Working families know how expensive it can be to raise children. At tax time, the government offers some help for these families through the Child Tax Credit, which was enacted in 1997. This credit allows eligible families to receive up to $1,000 per child under the age of 17.

Both Democrats and Republicans have shown continued support for the tax credit, leading to an expansion in 2001. Now, qualifying families are eligible to subtract the credit right form the amount of taxes they owed for the year. For example, a couple with 3 children are able to deduct $3,000 ($1,000 per child) from the taxes they owe for the year.


The Child Tax Credit is refundable if the credit amount that a family is eligible for exceeds the amount of taxes that a family knows. Known as the Additional Child Tax Credit, this encourages families to work even if they receive a low income, as they can claim the tax credit even if they don’t owe any taxes.

For 2014, working families are able to receive a refund on 15% of their income above $3,000, with $1,000 per child maximum. Because of this, low income families have the opportunity to claim benefits that are traditionally reserved for higher income taxpayers.

Income Requirements

The Child Tax Credit is based on income, and the more a family makes, the more the credit is worth, up to the $1,000 limit per child. Parents have to earn more than $3,000 to receive the credit, though partial credit can be given. A family with two children and an income between $3,000 and $16,333 may be eligible to receive a portion of the credit.

Important Poverty Reduction

The Child Tax Credit has shown to have significant effects on the reduction of poverty throughout the United States. The credit saved 3 million people from poverty last year, alone, which includes 1.6 million children. The credit can be combined with the Earned Income Tax Credit, to help increase the amount of money a family receives, helping them to rise above the poverty line. Typically, tax assistance relating to children aren’t available for many low income families, and some, like the Child and Dependent Care Tax Credit aren’t refundable.
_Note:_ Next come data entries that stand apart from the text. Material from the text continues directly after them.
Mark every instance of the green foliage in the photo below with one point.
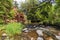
(14, 28)
(5, 7)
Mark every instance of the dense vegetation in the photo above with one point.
(46, 12)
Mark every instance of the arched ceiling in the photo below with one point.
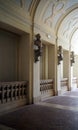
(59, 17)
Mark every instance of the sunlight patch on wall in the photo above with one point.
(74, 42)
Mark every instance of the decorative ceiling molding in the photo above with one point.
(69, 23)
(56, 8)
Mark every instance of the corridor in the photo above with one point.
(55, 113)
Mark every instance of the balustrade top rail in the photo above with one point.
(13, 90)
(46, 84)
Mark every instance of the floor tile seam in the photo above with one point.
(69, 96)
(59, 106)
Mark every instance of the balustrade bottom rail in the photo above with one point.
(13, 94)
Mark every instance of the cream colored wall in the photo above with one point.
(23, 55)
(75, 66)
(51, 62)
(65, 64)
(8, 56)
(47, 62)
(17, 17)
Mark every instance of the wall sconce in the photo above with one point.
(72, 57)
(60, 54)
(37, 47)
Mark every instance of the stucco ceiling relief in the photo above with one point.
(56, 8)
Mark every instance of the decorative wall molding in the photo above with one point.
(57, 7)
(44, 33)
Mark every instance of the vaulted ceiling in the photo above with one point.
(60, 18)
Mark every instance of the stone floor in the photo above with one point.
(55, 113)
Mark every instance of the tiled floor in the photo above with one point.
(56, 113)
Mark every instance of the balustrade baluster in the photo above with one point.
(2, 94)
(19, 91)
(7, 93)
(11, 92)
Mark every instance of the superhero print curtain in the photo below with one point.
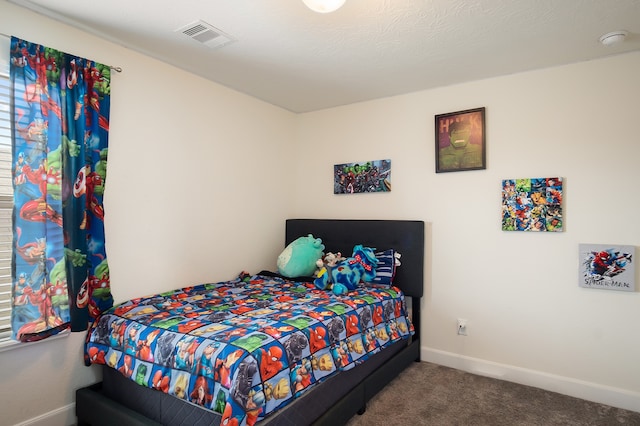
(60, 108)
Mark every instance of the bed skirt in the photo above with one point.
(117, 400)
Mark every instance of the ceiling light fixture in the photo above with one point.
(613, 37)
(324, 6)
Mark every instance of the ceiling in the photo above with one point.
(285, 54)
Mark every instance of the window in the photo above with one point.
(6, 194)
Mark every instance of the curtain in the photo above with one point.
(60, 142)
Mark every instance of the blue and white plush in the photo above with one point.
(346, 275)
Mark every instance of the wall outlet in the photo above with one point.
(462, 327)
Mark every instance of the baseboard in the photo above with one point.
(63, 416)
(580, 389)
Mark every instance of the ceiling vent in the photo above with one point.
(206, 34)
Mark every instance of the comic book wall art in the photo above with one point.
(608, 267)
(533, 204)
(365, 176)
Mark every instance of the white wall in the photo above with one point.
(189, 162)
(528, 320)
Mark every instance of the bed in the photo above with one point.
(123, 395)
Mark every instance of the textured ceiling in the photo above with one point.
(302, 61)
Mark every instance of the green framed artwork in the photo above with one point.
(460, 141)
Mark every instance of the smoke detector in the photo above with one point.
(613, 37)
(206, 34)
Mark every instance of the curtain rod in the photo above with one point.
(116, 69)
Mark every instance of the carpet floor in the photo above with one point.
(430, 394)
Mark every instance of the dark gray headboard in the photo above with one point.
(405, 236)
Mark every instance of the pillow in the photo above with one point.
(388, 261)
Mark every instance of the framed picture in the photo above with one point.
(460, 141)
(532, 204)
(608, 267)
(365, 176)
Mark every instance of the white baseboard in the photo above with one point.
(608, 395)
(63, 416)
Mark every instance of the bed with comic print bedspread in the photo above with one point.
(260, 348)
(247, 347)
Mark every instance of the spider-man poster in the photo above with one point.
(608, 267)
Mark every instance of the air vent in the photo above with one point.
(206, 34)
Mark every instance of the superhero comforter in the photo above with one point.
(247, 347)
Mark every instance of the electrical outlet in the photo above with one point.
(462, 327)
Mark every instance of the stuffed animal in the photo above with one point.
(299, 258)
(348, 273)
(325, 266)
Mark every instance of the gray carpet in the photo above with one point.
(429, 394)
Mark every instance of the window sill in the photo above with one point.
(9, 344)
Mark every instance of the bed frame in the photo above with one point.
(345, 396)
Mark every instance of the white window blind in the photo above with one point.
(6, 194)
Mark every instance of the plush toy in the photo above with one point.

The more income a family has, the less assistance they require financially. A family with two children and an income of $110,000 a year will receive less than the standard Child Tax Credit. Families with incomes greater than $150,000 recieve no credit at all. If you file using the single or head of household status, your income threshold is $75,000 in order to receive the full credit. Single filers with income greater than $115,000 a year aren’t eligible for the credit.